Be aware of the areas that are frequently missed: Is the HR department using cloud solutions outside of your primary providers? Is the secretariat using a special system to communicate with board of directors? Who provides networking infrastructure for your physical locations or phones (mobile and IP phones)?

Cloud solutions. If you use one IT provider to deliver a large part of your IT portfolio, you must be aware of their use of cloud providers. From an IT-risk perspective, it does no

Step 5: Anchor, revisit, repeat.

Only register what you can maintain. Do it. Document it. 

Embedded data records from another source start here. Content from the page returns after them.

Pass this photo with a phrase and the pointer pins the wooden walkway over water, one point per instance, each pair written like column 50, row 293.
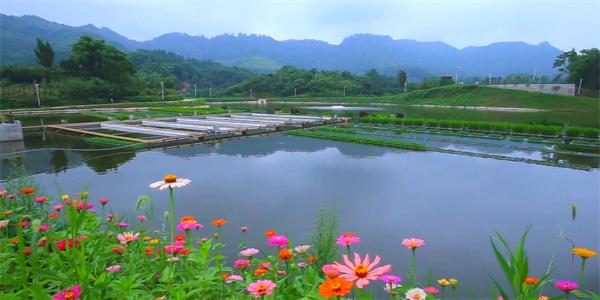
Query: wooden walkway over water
column 160, row 131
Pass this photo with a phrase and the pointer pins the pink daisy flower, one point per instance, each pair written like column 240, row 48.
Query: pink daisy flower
column 361, row 271
column 260, row 288
column 112, row 269
column 71, row 293
column 279, row 241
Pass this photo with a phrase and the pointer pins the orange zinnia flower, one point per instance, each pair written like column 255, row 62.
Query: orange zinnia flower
column 335, row 287
column 584, row 252
column 27, row 191
column 219, row 222
column 531, row 280
column 259, row 272
column 285, row 254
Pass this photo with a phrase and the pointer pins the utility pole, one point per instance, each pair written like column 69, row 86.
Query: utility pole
column 162, row 90
column 37, row 92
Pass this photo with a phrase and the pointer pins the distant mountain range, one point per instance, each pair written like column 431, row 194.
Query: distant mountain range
column 356, row 53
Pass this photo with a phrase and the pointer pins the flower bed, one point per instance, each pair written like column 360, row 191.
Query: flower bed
column 73, row 248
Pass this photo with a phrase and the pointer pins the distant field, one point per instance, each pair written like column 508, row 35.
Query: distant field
column 464, row 95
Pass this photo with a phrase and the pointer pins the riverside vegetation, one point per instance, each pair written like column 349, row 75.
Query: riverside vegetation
column 72, row 246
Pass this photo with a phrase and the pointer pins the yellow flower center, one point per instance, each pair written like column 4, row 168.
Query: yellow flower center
column 336, row 286
column 170, row 178
column 262, row 288
column 361, row 270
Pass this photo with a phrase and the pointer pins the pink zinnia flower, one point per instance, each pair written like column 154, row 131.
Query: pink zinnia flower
column 431, row 290
column 261, row 287
column 361, row 271
column 302, row 249
column 233, row 278
column 279, row 241
column 249, row 252
column 330, row 270
column 566, row 286
column 413, row 243
column 241, row 263
column 390, row 278
column 112, row 269
column 347, row 239
column 127, row 237
column 188, row 225
column 71, row 293
column 175, row 247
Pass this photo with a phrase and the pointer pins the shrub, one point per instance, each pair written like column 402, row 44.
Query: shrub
column 573, row 131
column 590, row 133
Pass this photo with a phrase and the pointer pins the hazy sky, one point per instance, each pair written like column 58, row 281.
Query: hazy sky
column 565, row 24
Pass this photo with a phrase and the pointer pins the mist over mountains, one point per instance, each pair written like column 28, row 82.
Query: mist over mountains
column 356, row 53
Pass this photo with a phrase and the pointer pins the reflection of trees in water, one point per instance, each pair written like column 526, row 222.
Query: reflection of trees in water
column 103, row 161
column 267, row 145
column 59, row 160
column 572, row 159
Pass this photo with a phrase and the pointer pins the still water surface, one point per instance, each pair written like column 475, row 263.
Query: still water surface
column 455, row 203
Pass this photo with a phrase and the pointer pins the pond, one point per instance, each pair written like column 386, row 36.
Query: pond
column 453, row 202
column 574, row 118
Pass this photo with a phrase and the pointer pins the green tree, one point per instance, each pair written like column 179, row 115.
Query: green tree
column 401, row 78
column 44, row 53
column 90, row 57
column 583, row 65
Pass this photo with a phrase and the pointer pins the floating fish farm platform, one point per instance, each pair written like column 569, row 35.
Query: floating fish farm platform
column 160, row 131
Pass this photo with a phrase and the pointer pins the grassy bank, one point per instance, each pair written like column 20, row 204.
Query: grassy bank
column 453, row 95
column 497, row 127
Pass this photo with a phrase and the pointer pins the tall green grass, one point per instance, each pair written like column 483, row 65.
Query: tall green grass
column 484, row 126
column 359, row 139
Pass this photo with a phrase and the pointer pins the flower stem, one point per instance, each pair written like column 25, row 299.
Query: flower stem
column 582, row 274
column 413, row 268
column 172, row 216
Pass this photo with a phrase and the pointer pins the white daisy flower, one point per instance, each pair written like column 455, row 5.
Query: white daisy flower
column 170, row 181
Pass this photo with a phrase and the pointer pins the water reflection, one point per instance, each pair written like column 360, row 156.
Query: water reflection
column 453, row 202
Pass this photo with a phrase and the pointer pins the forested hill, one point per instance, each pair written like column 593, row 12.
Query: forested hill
column 357, row 53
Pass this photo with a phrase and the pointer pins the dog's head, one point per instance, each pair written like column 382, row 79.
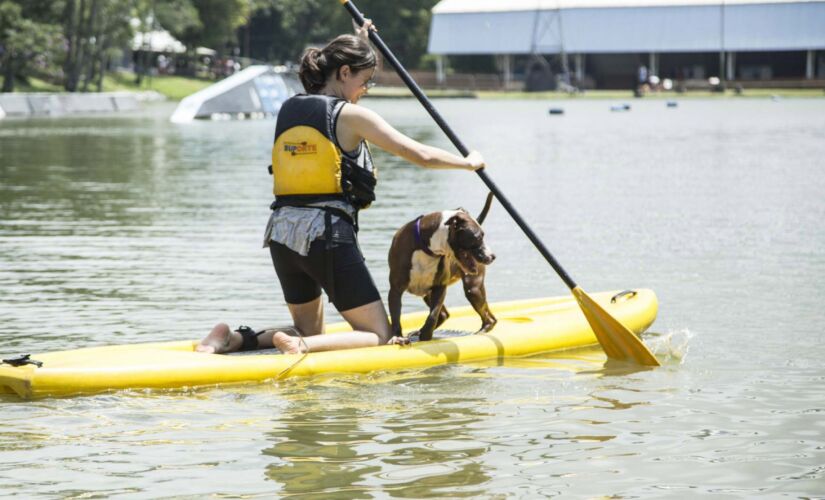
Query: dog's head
column 466, row 239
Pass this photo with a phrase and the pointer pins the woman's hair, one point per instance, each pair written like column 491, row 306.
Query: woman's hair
column 318, row 64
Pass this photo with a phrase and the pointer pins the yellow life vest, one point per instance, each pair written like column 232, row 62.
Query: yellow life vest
column 307, row 164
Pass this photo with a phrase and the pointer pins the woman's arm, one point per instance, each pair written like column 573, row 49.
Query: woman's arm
column 356, row 123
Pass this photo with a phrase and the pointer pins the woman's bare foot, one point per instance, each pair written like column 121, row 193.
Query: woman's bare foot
column 286, row 343
column 218, row 341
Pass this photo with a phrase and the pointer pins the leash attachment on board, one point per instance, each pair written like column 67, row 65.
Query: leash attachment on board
column 23, row 360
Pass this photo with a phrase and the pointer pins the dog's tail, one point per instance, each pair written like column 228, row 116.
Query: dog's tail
column 486, row 209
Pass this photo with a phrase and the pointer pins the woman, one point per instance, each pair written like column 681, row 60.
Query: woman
column 323, row 174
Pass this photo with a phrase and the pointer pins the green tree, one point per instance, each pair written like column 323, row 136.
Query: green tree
column 404, row 26
column 27, row 43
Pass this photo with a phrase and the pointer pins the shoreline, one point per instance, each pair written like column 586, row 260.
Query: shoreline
column 404, row 93
column 34, row 104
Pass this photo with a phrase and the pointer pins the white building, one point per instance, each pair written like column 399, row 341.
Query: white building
column 608, row 40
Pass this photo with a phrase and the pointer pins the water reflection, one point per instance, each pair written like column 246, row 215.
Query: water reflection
column 336, row 440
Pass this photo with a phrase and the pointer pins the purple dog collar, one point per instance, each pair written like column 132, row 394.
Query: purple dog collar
column 419, row 243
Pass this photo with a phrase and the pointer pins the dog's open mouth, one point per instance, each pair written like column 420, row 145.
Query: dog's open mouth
column 467, row 262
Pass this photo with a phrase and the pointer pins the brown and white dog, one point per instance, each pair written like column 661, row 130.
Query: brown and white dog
column 431, row 253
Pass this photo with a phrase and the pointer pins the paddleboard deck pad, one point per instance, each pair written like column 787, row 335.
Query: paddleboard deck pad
column 525, row 327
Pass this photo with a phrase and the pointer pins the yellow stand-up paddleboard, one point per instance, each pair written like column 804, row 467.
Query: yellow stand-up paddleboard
column 524, row 328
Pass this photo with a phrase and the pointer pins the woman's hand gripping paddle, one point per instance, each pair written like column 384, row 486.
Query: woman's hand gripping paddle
column 616, row 339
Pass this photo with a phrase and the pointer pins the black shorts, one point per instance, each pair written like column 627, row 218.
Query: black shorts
column 302, row 278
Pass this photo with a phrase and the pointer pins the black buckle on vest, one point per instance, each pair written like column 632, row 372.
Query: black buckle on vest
column 23, row 360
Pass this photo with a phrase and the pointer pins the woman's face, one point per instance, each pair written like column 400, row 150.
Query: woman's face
column 354, row 84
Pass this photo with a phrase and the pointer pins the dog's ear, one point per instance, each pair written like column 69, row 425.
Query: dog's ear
column 454, row 221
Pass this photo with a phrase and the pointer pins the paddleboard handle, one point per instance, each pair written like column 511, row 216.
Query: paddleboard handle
column 631, row 293
column 23, row 360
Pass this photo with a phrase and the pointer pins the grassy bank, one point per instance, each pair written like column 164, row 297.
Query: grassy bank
column 173, row 87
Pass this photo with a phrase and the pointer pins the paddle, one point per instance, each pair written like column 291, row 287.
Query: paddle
column 617, row 340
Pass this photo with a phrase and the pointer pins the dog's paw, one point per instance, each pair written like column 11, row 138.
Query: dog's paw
column 486, row 328
column 399, row 341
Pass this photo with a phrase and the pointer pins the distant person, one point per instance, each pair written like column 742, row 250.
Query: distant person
column 323, row 175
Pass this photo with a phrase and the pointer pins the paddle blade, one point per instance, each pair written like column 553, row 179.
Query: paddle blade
column 616, row 339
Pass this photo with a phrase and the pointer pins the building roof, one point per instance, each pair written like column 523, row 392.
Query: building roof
column 466, row 6
column 635, row 26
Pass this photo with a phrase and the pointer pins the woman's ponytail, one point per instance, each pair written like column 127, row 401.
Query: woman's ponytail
column 313, row 73
column 317, row 65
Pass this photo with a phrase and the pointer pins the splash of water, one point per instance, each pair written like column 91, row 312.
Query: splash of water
column 671, row 346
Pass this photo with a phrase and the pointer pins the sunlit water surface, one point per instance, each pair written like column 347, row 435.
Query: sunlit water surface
column 131, row 229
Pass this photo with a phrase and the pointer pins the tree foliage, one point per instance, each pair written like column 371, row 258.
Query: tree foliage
column 26, row 45
column 71, row 42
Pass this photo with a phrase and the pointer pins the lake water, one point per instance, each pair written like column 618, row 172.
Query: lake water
column 118, row 229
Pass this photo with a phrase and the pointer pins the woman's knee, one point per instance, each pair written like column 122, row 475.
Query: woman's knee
column 371, row 318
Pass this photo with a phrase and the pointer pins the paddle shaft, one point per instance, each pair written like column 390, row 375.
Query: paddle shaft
column 419, row 94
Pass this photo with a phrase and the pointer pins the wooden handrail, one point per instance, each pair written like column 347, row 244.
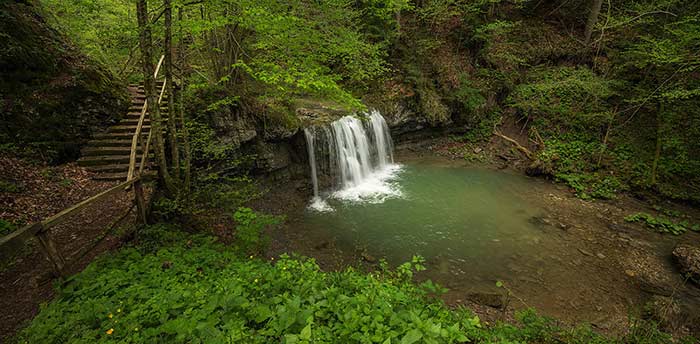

These are the two mantras I recommend you remember for this step of the process. An asset-register, that is updated only once is not very useful. The best register is one where you can maintain some degree of automated or semi-automated overview whenever new systems are commissioned, new business areas are investigated, and so on. Yes, you may want to register a lot of different metrics that *can* tell you something about the exposure of these different assets. But consider that you must be able to maintain the register to a reasonable degree in your daily work. Less is often more useful. 

Do what you document, and document what you do. This principle is simple but frequently forgotten – especially the second part. If you operate in a field where you may be subject to internal, external or regulatory audits, be sure to document your decisions along the way. If you choose not to include a system or an asset, document it. It will make it much easier for you or a colleague to update the register in the future if they can refer back to the reasoning why a particular asset was included or not. 

Finally, don’t expect to have the perfect overview, to begin with. Start small, establish 3-10 primary assets, and extract the secondary assets from there. From then on, steps 3 and 4 can be repeated to incrementally develop the overview. It is often easier for others to recognize what is wrong than to recognize what is missing. 

Step 4 is a useful starting point when you need to revisit or review your risk assessment. Unless major organizational changes occur, you can get away with asking departments to validate the current overview and spot-checking using one or two of the other methods mentioned.

Finally, make sure the responsibility for maintaining the asset register is anchored. Preferably with a specific role or person and integrated into existing processes such as the risk assessment process (naturally), the IT-supplier procurement process or the IT-project management process.